Normalmente, la familia comunica, casi por ósmosis, la experiencia moral elemental. Desde que nace, toda persona, mediante el bien primario que son los afectos, es «reconocida» como tal –la sonrisa de la madre al niño le dice: «es bueno que tú existas» – y lanzada hacia el futuro con una «promesa» de cumplimiento. Una promesa de la que nace una «tarea» que se desempeña en las relaciones interpersonales y en el intercambio generacional. Éstos son los tres factores inseparables, «reconocimiento-promesa-tarea», decisivos para la existencia de todo hombre.

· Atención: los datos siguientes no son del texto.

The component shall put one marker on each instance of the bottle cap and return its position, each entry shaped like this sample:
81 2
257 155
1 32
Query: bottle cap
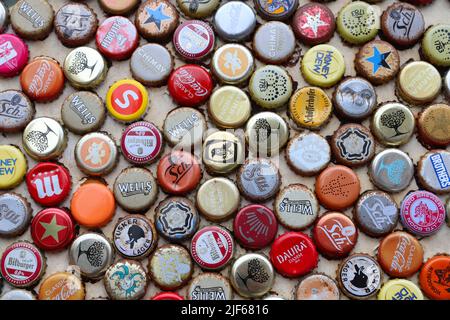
83 112
252 275
32 19
61 286
176 219
141 143
42 80
44 138
92 253
308 153
170 267
85 68
16 111
400 254
120 275
359 276
234 21
13 166
156 20
218 199
310 108
190 85
22 264
422 213
93 204
229 107
134 237
49 183
16 212
323 65
293 254
337 187
75 24
296 207
209 286
135 189
352 145
212 247
391 170
274 42
376 213
13 63
96 153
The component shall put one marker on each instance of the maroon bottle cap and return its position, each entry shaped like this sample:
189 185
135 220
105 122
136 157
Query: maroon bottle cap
48 183
255 226
190 85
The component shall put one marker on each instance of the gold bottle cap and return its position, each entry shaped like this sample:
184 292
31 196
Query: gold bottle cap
419 83
266 133
85 68
393 124
44 138
218 199
222 152
229 107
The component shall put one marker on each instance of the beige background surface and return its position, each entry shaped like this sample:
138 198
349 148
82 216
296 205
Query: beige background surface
161 104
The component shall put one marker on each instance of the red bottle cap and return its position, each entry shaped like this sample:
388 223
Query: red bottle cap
49 183
52 229
117 38
293 254
255 226
190 85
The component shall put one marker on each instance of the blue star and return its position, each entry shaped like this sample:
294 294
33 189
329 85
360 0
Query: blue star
156 16
378 60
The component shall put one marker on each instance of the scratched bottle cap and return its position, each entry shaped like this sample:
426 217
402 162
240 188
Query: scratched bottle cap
293 254
310 108
85 68
126 280
156 20
317 286
212 247
218 199
32 19
176 219
44 138
235 21
255 226
141 143
135 189
418 83
296 207
352 145
393 124
96 153
307 154
170 267
16 212
22 264
83 112
49 183
252 275
209 286
400 289
258 179
92 253
223 152
422 213
13 63
274 42
391 170
323 66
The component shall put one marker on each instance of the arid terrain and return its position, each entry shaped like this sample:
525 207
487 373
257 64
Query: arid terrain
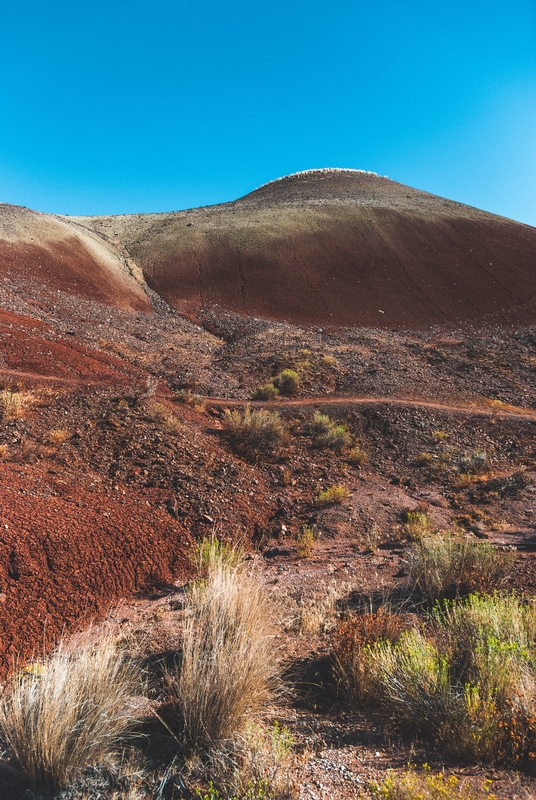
126 341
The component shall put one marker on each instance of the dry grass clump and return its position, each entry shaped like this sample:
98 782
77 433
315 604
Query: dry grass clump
412 785
445 565
229 665
417 525
14 404
288 382
188 398
319 613
333 495
327 433
465 679
351 652
56 437
260 765
71 714
257 431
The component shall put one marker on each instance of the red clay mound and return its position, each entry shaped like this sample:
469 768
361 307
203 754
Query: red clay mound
69 557
33 351
339 248
63 256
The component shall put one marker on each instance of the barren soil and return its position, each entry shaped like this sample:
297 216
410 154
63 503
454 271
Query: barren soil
109 471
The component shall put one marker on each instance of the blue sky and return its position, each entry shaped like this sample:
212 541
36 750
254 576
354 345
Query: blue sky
117 107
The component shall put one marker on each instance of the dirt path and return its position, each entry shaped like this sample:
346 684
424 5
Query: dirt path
303 402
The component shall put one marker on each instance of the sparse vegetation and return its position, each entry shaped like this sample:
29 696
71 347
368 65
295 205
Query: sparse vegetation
189 398
72 713
288 382
445 565
255 431
333 495
327 433
357 456
229 666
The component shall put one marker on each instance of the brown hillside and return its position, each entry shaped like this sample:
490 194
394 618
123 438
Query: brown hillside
44 249
337 247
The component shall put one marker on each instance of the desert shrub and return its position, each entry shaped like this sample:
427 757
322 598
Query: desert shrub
266 392
417 525
260 766
333 495
468 683
327 433
70 713
413 785
288 382
490 640
13 404
444 565
318 613
255 431
357 456
306 541
351 650
229 665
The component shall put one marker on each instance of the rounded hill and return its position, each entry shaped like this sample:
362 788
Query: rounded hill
337 247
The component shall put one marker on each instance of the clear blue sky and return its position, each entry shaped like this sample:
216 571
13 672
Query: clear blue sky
123 106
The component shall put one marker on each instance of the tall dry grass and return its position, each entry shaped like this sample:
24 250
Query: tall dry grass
70 713
229 663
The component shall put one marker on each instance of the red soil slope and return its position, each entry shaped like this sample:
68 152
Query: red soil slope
59 255
338 248
67 553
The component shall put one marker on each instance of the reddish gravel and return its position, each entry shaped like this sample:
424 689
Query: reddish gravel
30 349
338 248
67 552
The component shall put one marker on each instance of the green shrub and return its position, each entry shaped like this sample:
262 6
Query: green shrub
412 785
288 382
306 541
255 431
357 456
229 665
327 433
332 495
266 392
444 565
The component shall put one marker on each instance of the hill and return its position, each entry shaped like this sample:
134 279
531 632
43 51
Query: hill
336 247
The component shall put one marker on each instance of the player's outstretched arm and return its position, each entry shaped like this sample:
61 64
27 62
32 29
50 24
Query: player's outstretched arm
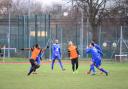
26 49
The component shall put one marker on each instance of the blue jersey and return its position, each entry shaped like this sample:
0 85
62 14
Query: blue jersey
94 53
39 57
56 50
99 49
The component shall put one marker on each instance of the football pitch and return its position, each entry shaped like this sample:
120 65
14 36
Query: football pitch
14 76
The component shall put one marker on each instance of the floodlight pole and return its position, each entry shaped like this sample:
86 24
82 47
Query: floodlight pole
121 41
29 29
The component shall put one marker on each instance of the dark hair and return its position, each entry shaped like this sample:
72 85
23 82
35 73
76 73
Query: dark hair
92 44
37 45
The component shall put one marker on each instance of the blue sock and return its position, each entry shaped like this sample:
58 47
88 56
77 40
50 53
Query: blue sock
92 68
60 64
101 69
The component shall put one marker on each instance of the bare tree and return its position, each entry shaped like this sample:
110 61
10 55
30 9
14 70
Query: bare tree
4 6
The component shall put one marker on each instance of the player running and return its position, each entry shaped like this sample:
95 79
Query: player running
92 68
96 58
56 54
36 50
73 55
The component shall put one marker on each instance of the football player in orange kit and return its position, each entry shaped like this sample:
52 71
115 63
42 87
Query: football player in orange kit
73 55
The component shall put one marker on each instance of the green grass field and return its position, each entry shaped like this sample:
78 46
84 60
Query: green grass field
14 76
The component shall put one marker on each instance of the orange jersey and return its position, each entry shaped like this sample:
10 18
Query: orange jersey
72 51
35 53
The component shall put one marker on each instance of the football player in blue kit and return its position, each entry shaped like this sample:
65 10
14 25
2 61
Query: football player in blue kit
96 58
56 54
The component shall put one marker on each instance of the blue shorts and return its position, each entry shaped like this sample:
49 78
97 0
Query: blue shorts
97 63
38 60
56 57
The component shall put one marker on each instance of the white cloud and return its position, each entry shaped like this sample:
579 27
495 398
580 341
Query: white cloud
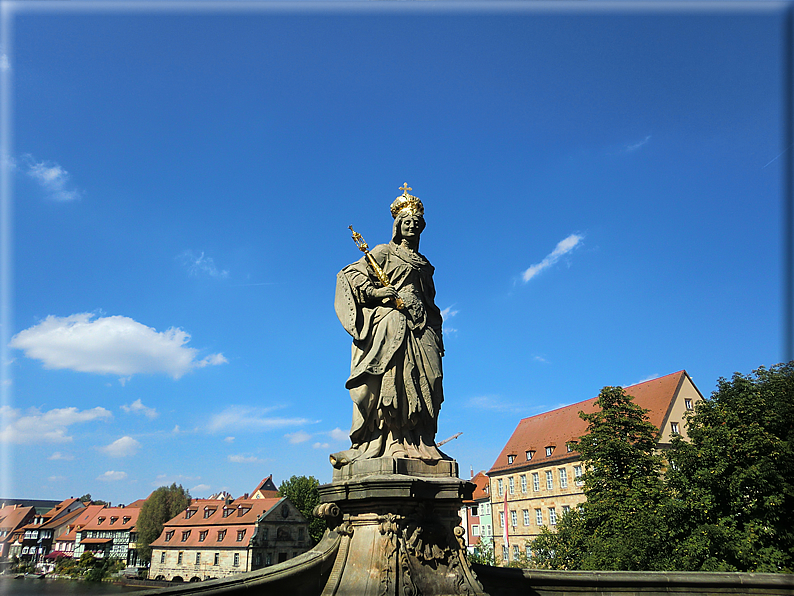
339 435
563 247
137 407
112 476
123 447
248 418
635 146
52 178
48 427
109 345
298 437
199 264
448 313
245 459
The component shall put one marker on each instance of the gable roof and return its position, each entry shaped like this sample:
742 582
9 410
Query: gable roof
557 427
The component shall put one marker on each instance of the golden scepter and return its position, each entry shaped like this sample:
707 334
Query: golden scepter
363 247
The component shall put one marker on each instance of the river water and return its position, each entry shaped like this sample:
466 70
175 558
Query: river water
58 587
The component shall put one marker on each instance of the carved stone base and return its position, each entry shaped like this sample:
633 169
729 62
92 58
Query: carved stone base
401 533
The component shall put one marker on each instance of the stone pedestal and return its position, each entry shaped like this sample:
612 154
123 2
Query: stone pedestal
400 529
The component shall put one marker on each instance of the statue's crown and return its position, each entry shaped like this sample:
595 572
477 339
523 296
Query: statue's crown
406 202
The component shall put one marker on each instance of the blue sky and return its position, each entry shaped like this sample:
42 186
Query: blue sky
602 198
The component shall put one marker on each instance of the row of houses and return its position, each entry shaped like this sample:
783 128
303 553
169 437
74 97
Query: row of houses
536 478
214 537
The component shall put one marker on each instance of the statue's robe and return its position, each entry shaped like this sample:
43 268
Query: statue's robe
395 373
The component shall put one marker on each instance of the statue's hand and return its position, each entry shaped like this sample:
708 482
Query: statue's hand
387 293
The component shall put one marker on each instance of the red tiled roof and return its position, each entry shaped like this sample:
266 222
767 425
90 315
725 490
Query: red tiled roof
556 428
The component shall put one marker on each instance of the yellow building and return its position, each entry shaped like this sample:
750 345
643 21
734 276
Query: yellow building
536 478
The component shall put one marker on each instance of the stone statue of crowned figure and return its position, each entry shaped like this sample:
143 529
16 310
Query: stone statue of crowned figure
386 301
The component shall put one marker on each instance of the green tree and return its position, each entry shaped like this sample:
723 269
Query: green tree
163 504
621 525
304 493
733 481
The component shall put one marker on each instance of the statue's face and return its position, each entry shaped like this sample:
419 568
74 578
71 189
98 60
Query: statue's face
410 227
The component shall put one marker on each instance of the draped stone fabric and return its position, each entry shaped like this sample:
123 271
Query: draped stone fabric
395 373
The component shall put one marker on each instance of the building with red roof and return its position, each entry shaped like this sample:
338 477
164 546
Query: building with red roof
536 478
213 539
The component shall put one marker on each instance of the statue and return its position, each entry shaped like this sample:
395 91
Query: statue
385 301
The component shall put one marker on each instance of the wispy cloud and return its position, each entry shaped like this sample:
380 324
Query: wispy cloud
137 407
563 247
45 427
298 437
51 177
123 447
198 264
635 146
110 345
241 418
112 476
245 459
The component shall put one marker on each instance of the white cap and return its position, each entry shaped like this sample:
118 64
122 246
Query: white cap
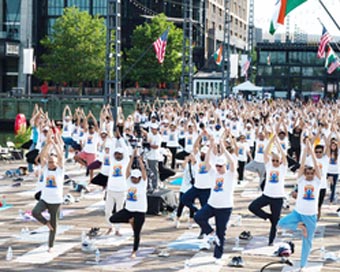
119 150
221 161
154 126
136 173
204 149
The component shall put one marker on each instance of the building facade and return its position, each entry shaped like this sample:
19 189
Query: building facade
288 66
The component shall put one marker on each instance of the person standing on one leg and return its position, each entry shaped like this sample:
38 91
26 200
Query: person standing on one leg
304 215
136 201
221 200
273 192
52 165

Se hace así del todo razonable que el Compendio de la doctrina social de la Iglesia defina la familia como «una comunidad de amor y de solidaridad insustituible para la enseñanza y transmisión de los valores culturales, éticos, sociales, espirituales y religiosos, esenciales para el desarrollo y bienestar de los propios miembros y de la sociedad» (n. 238).

Hoy, sin embargo, estas capacidades de la «familia», mediante las cuales la persona «florece», parecen estar sometidas a discusión.

El informe El desafío educativo del Comité del Proyecto Cultural de la CEI ha analizado esta tendencia y pone luz sobre la dramática emergencia educativa que se vive dentro y fuera de la familia, en los distintos contextos sociales. La familia, de hecho, se enfrenta cada día a situaciones arriesgadas que exigen poner sobre la mesa todos sus valores y recursos personales y relacionales. Pero éstos no siempre están fácilmente disponibles dentro del contexto social fragmentado en que estas familias viven. El riesgo se presenta tal vez bajo la forma de desafío, unido a menudo a la necesidad de conciliar familia y trabajo, que obliga a los progenitores a inventar continuamente nuevas soluciones sensatas y sostenibles en la gestión de su tiempo.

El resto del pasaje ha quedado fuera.